Students and workers are celebrating the first anniversary of the successful strike by the Graduate Employees’ Organization (GEO) and Local 6300 (AFT/IFT/AFL-CIO), the union that represents over 2,500 graduate assistants and teaching assistants at the University of Illinois at Urbana Champaign.
Last November, over one thousand graduate employees and their allies joined together in a fight to ensure that graduate education remains accessible to working-class students and people of color in Illinois. After months of unsuccessful negotiations with the university’s administration, GEO members voted overwhelmingly to strike in an effort to protect the tuition waivers that afford us a place in the learning and labor that takes place on this campus. For two rainy days, striking workers shut down buildings on the main quad, formed picket lines, and danced collectively to the beat of a different drum. By the end of the second day we were celebrating a momentous victory for workers on our campus and across the country that included securing unprecedented contractual protections for tuition waivers.
As the GEO’s lead negotiator and one of the strike planners, I learned a lot personally from the strike about both the university and the collective power of workers. However, in the year since the strike, three lessons stand out as offering key insights for current and future struggles.
First, strikes are not spontaneous; strikes are produced. While this may seem obvious to many of us today, the labor involved in mobilizing a strike cannot be understated. The process of building our strike potential took almost two years of concerted planning and labor by organizers. On one level, this labor was highly visible. It involved creating new activists, organizing in departments, planning events, and building up gradually to the levels of mass mobilization required to sustain an open-ended walkout. But, at a more fundamental level, the labor we performed was part of an unseen cognitive battle for the minds and hearts of our fellow workers.

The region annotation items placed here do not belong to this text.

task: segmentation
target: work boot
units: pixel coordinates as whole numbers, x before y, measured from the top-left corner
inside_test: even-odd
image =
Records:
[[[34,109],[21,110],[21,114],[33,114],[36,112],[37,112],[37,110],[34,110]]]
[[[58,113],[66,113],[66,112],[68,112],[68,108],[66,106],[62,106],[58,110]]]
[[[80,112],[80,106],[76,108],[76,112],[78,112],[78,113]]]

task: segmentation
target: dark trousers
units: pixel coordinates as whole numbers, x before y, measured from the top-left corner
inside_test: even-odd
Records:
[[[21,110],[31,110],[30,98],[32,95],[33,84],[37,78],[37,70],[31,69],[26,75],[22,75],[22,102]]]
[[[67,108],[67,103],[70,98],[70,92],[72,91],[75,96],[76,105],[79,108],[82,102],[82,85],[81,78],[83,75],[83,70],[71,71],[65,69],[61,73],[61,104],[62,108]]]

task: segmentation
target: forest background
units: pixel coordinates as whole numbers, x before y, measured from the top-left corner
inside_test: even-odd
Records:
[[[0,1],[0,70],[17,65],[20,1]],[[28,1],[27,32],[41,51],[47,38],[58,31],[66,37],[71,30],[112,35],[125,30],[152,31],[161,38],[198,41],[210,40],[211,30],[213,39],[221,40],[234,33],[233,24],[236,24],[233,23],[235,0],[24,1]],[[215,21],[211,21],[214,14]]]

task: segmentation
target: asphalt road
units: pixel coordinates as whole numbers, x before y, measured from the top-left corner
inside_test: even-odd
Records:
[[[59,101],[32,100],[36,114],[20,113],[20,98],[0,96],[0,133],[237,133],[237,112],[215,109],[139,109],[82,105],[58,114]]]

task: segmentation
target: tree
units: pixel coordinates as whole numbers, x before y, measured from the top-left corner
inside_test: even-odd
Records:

While grievances are ever present, as workers we know that grievances do not inevitably lead to collective action, let alone strikes. Getting people that feel powerless to sacrifice their limited time and resources and, in some cases, take tremendous personal risks to secure a better quality of life for themselves and their peers is no easy task. Organizing at institutions of higher education is no different than in the corporate world, and prior to the GEO strike, the University of Illinois had only experienced two strikes in its 150-year history. Therefore, a key part of building our strike potential was talking with workers about their experiences, solidifying a sense of shared-identity, and empowering each other to believe that collectively we could make a difference.
Second, strikes are easy to fetishize but, ultimately, a strike is just a tactic. People can get very romantic about strikes and for me, at least, it is understandable. Strikes bring workers together and help us believe that collectively we have greater power than we had previously imagined. But sometimes we can imbue strikes with a kind of mythical power that abstracts them from the concrete political conditions in which they operate and, ultimately, succeed or fail. Today, as a loosely knit international movement to “defend” and/or “liberate” education is beginning to take shape, avoiding romanticization and dealing with the hardcore political realities of our own historical moment is particularly critical. In this context, tactics should be selected because of the pressure they can exert on our opponents and the leverage this offers us in terms of securing short-term concessions to the status quo. The GEO strike worked, in my mind, because it articulated a very clear demand (tuition waiver security), exhausted traditional institutional avenues (the bargaining process), and then mobilized workers to withhold their labor disrupting—the campus and bringing negative press attention to the administration. As we move forward, students and workers must grapple with a wide range of tactics looking for those most suitable for manipulating the inverted power relations on campus and beyond. Finally, strikes have unforeseen consequences.
In a very practical sense, the process of building for a strike ensured that the GEO was able to fight off regressive proposals like furloughs as well as secure important contractual gains including tuition waiver security. However, the impact of the strike transcended these basic, albeit invaluable, contract victories. Over the past year, I have had the tremendous privilege to visit with students and union workers from across the country who have been inspired by our strike to act.
In the past year, K-12 educators in Danville and Mahomet have gone out on strike in efforts to protect compensation, benefits, and working conditions. Sadly, these strikes-like the GEO strike-were necessary simply to preserve the status quo and are, thus, reflective of the unethical approaches of management in handling the financial crisis. However, these defensive strikes have transformed the culture of our schools, campuses, and communities and inspired workers in East Central Illinois to believe that we do have the right to fight back and, more importantly, we can win. In the end, the most invaluable lesson these strikes have taught me and other workers is to believe in each other, to work collectively, and to have faith against the odds that a different world is possible.